What is the technology used in the e-rater® engine?

The e-rater technology is an application of Natural Language Processing (NLP), a field of computer science and linguistics that uses computational methods to analyze characteristics of a text. Natural language processing methods support such burgeoning application areas as machine translation, speech recognition and information retrieval.
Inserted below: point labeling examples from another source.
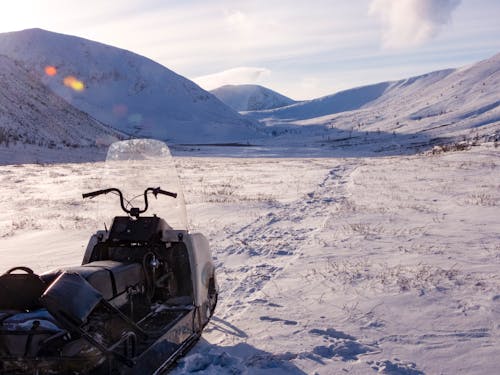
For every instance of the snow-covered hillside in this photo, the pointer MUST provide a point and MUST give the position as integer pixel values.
(251, 97)
(454, 103)
(30, 114)
(387, 265)
(125, 90)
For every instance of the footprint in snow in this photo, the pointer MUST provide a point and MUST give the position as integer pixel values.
(396, 368)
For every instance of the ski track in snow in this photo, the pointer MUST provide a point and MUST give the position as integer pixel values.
(355, 265)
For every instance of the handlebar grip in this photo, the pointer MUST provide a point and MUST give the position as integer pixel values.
(96, 193)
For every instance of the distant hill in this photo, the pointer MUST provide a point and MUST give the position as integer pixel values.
(453, 102)
(125, 90)
(31, 114)
(251, 97)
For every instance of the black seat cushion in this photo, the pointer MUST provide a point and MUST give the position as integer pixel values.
(71, 299)
(20, 291)
(109, 277)
(124, 274)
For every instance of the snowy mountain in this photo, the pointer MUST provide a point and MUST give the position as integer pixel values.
(125, 90)
(251, 97)
(31, 114)
(452, 103)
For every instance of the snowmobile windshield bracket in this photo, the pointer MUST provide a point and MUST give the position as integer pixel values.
(133, 211)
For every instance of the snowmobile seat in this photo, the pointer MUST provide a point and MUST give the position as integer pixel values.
(70, 298)
(20, 291)
(124, 275)
(110, 278)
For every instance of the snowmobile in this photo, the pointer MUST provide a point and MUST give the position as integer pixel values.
(139, 300)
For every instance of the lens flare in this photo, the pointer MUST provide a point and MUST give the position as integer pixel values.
(50, 70)
(73, 83)
(120, 110)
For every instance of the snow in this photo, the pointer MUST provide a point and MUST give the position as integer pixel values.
(326, 265)
(32, 115)
(251, 97)
(361, 238)
(125, 90)
(448, 105)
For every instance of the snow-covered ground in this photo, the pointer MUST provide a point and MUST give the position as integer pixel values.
(326, 265)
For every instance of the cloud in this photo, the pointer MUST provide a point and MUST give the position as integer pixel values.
(408, 23)
(235, 76)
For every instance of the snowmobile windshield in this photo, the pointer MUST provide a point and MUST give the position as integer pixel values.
(44, 221)
(132, 167)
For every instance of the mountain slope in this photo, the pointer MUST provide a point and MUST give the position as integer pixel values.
(32, 114)
(342, 101)
(125, 90)
(251, 97)
(449, 103)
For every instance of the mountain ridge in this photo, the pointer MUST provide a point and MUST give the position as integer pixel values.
(125, 90)
(251, 97)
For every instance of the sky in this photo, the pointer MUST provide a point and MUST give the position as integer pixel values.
(302, 49)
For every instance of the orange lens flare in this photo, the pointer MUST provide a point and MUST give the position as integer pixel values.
(50, 70)
(73, 83)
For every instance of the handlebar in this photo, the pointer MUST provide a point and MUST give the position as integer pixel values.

The e-rater engine uses NLP to identify features relevant to writing proficiency in training essays and their relationship with human scores. The resulting scoring model, which assigns weights to each observed feature, is stored offline in a database that can then be used to score new essays according to the same formula. The e-rater engine cannot read so it cannot evaluate essays the same way that human raters do. However, the features used in e-rater scoring have been developed to be as substantively meaningful as they can be, given the state of the art in natural language processing. They also have been developed to demonstrate strong reliability — often greater reliability than human raters themselves.
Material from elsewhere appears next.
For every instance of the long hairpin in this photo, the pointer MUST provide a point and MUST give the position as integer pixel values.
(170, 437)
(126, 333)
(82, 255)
How often does the computer's score agree with the score of a faculty reader?

For tasks that are appropriate for the e-rater engine (essay-length writing tasks that are scored for writing quality rather than correctness of claims made in the response), agreement with human raters can be very strong. As Attali, Bridgeman & Trapani found in 2010, the e-rater engine's agreement with a human rater on the TOEFL® Independent and GRE® Issue tasks was higher than the agreement between two independent human raters.

Can the e-rater engine score hand-written essays?
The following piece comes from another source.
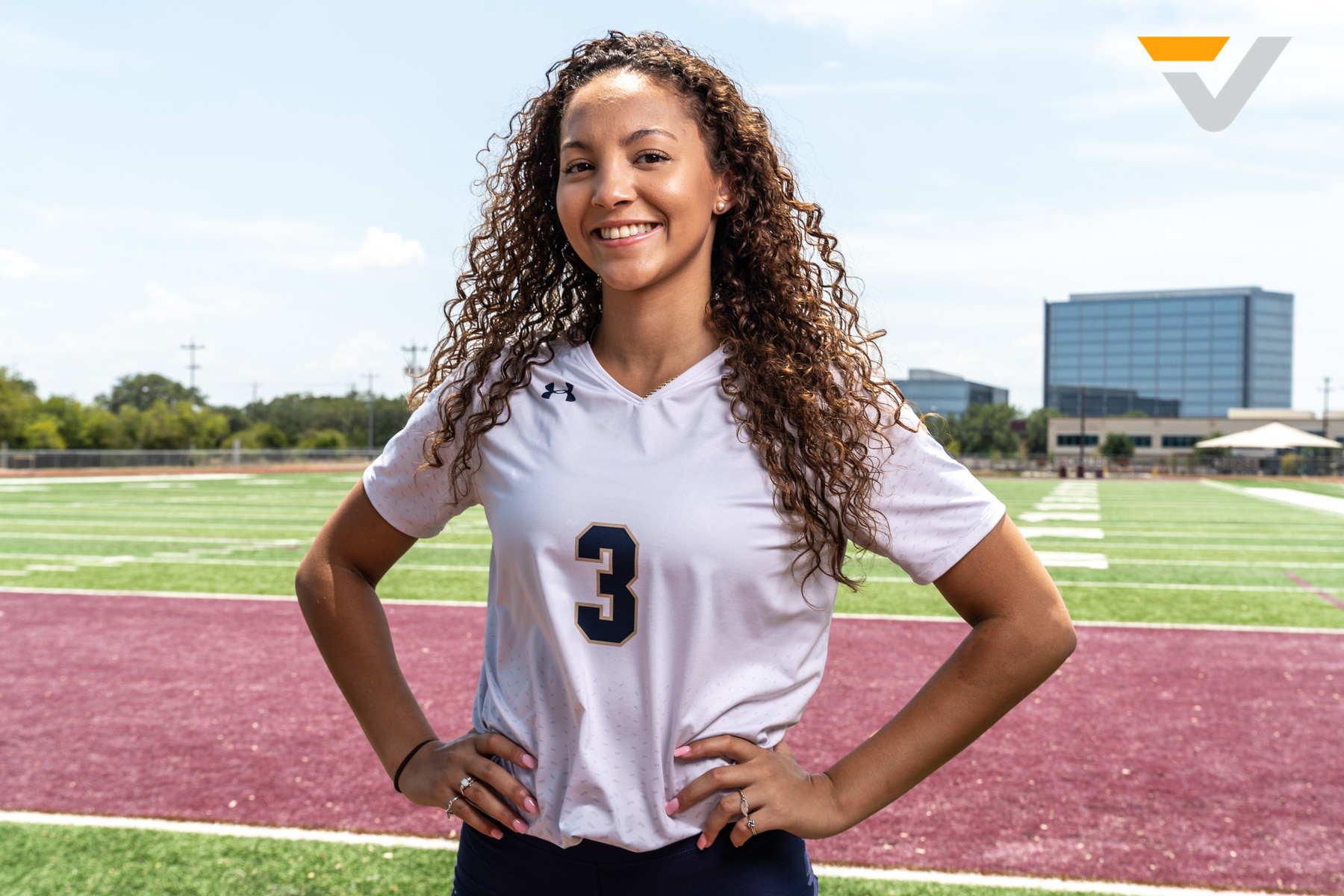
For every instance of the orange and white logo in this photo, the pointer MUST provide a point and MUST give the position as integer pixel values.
(1210, 112)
No. The e-rater engine can only score essays that have been entered into the computer electronically.

What is an e-rater advisory?

The e-rater engine will generate an advisory if it has difficulty scoring or identifying some, or all, of the writing sample. Scores are reported with low confidence and summarized in a flagged message to the writer. Currently, the e-rater technology will flag essays that demonstrate a wide range of anomalous conditions, including excessive brevity, excessive length, significant repetition of material and responses determined to be off-topic.

What ETS products use the e-rater technology?

The e-rater engine is currently used in high-stakes assessments, low-stakes practice tests and formative applications. The engine is used in conjunction with human raters to score the essay portions of the TOEFL and GRE tests. The low-stakes practice tests where it is used without human ratings include TOEFL Practice Online and GRE ScoreItNow!™. The Criterion® classroom writing evaluation software is the primary example of formative use, in which feedback is provided in addition to essay scores in order to help students improve their essays and deepen their understanding of writing fundamentals.